Sunday, June 13, 2010

Kevin Bacon and the Pre-Raphaelites

The literary magazine Lapham's Quarterly has an interesting take on the "Six Degrees of Separation" idea, which posits that everyone in the world is connected to everyone else in the world by a chain of no more than six acquaintances.

One popular version of this idea is
a game in which players link any living actor -- through his or her roles in films or commercials -- to the American actor Kevin Bacon within six steps. By expanding the number of connections to accommodate historical figures, the editors of the magazine have managed to show that a host of eminent Victorians are connected to Mr. Bacon, whose movies include Footloose, Flatliners, A Few Good Men, Apollo 13, Mystic River, and The Woodsman.

The social flowchart “
Friends, Lovers, and Family” (shown at left, click for a larger version) is a color-coded web revealing the surprising connections between 70 art-world personalities, including writers, painters, architects, and actors. The Bacon connection to the Victorians goes roughly as follows: Kevin Bacon > Edmund Bacon (Kevin's father, a noted urban planner) > Buckminster Fuller > Margaret Fuller > Ralph Waldo Emerson > Walt Whitman > George MacDonald (1824-1905), the influential Scottish author (DNB bio here; Wiki bio here).

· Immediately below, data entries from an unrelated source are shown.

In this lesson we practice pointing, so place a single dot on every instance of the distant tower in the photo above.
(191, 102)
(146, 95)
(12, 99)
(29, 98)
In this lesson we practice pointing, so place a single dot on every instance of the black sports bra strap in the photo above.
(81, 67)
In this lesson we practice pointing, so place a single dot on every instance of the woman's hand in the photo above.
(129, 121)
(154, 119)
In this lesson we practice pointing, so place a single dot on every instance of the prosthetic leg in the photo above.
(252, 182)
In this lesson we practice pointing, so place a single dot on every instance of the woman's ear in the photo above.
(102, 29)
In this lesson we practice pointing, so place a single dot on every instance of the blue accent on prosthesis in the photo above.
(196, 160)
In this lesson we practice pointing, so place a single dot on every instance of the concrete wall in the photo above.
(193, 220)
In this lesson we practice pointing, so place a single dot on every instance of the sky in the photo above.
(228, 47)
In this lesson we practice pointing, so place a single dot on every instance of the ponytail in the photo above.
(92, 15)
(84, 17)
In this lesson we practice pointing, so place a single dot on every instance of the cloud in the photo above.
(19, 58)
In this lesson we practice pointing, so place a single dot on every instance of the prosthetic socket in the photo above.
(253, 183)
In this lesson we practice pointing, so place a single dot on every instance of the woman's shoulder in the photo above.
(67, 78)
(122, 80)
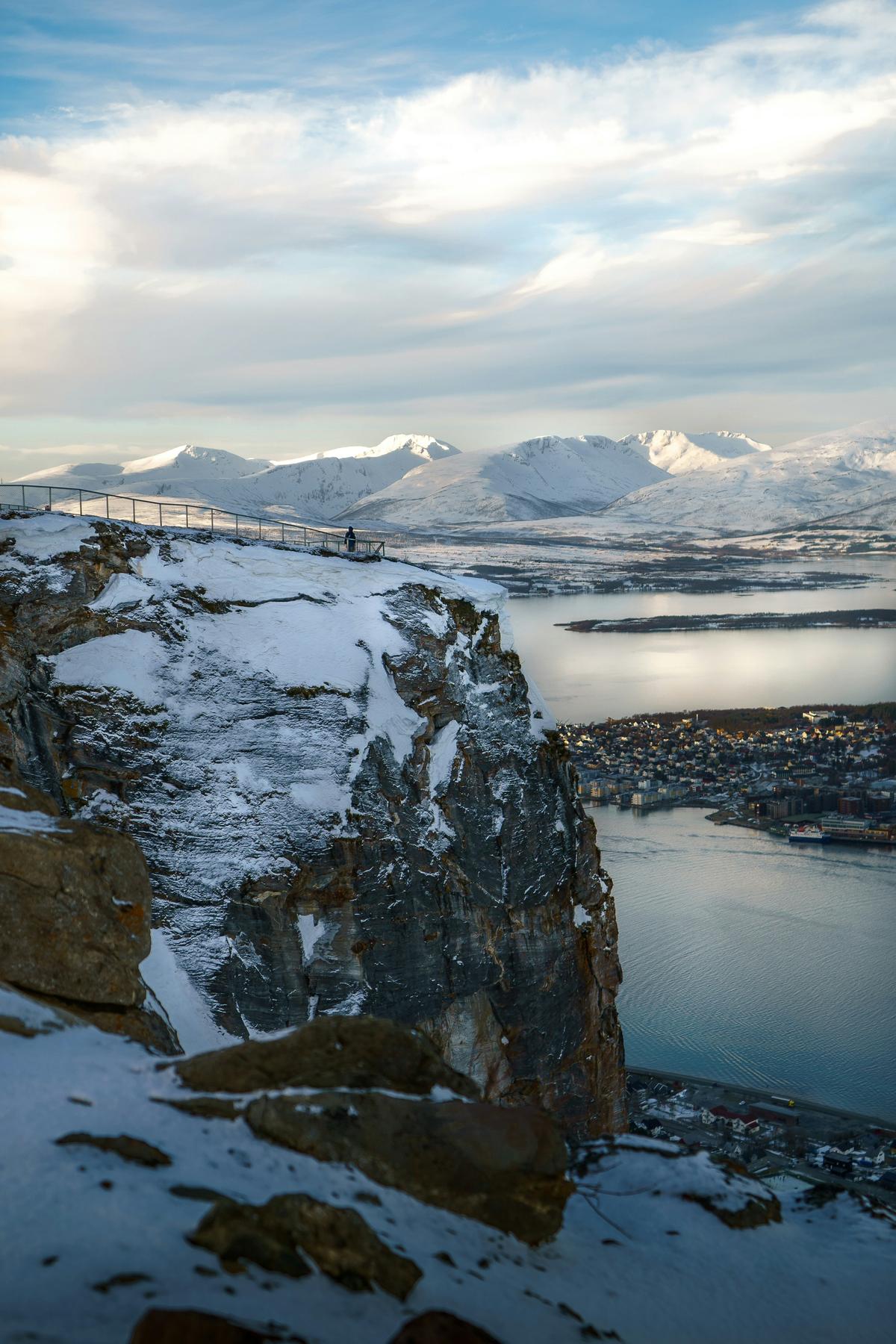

From MacDonald, Bacon's links to the Victorian great and good expand exponentially to include John Ruskin, John Everett Millais, Dante Gabriel Rossetti (and through Millais and Rossetti to the other Pre-Raphaelites and their circle), William Morris, Ford Madox Brown, Lewis Carroll, and Elizabeth Siddal, among others.

Through his father, Bacon is separated by just four degrees from Thomas Carlyle and Leigh Hunt. Even Queen Victoria can be linked to the star of Animal House (through her son Prince Leopold, a lover of Alice Liddell and godfather of her second son; it was Alice Liddell who inspired Lewis Carroll's Alice's Adventures in Wonderland).